Morehouse College drew national publicity in 2008, when its valedictorian, Joshua Packwood, a white student, explained that he opted to attend Morehouse, when he had received full scholarship offers from both Morehouse and Columbia University.

The relative size of the institutions and their respective endowments also affect each school's relative ability to provide elite instruction. For example, Cornell University's freshman class included 371 black and multiracial students, which is more than the freshman class of Dillard. From 1999 to 2007, Ivy League colleges launched initiatives to make higher education more affordable, to the point that students from low income families can graduate debt-free. The University of Pennsylvania has expanded its financial aid program to the point that all students qualifying for financial aid can graduate debt-free. The Journal of Blacks in Higher Education notes that the significant increase in financial aid by Harvard and other Ivy League schools will make it difficult for other schools to compete for top African-American students. A study of the average wages of alumni conducted by Roland G. Fryer Jr. and Michael Greenstone, found that between the 1970s and the 1990s, "there is a wage penalty" in attending a HBCU over those attending historically white colleges, "resulting in a 20% decline in the relative wages of HBCU graduates between the two decades."

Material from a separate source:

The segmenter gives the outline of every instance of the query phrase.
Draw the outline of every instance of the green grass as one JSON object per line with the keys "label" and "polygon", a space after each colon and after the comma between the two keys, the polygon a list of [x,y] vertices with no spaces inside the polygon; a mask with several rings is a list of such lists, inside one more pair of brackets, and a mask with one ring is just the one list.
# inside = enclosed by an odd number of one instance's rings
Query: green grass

Unlike the Ivy League, the main focus of the Black Ivy League has been on undergraduate education. However, Howard University has several graduate-level professional programs, including a medical school, and Morehouse at one time had its own medical school, which has since become the independent Morehouse School of Medicine. There are two other historically black medical schools not affiliated with Black Ivy League-identified colleges, located in Nashville, Tennessee, and Los Angeles, California. As of 2003, these four medical schools "reportedly account[ed] for more than half of all Black medical school graduates" in the United States. Tuskegee has had a School of Veterinary Medicine since the 1930s and began awarding PhDs in the 1980s.

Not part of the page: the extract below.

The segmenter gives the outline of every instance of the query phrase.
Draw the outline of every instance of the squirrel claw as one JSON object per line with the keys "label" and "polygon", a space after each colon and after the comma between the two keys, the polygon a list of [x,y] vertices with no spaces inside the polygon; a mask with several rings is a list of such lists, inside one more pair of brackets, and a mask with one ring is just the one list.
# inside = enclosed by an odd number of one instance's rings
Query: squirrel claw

Regarding extension and outreach, many of the HBCUs which are not in the Black Ivy League are land grant universities, founded in response to the Second Morrill Act of 1890. As a result, those institutions receive annual federal and state appropriations to conduct extension activities, which are not available to the Black Ivy League schools, except for Tuskegee University, which began to receive Cooperative Extension funding in 1972. However, the Black Ivy League schools have received Part B federal aid under the Higher Education Act of 1965 as HBCUs.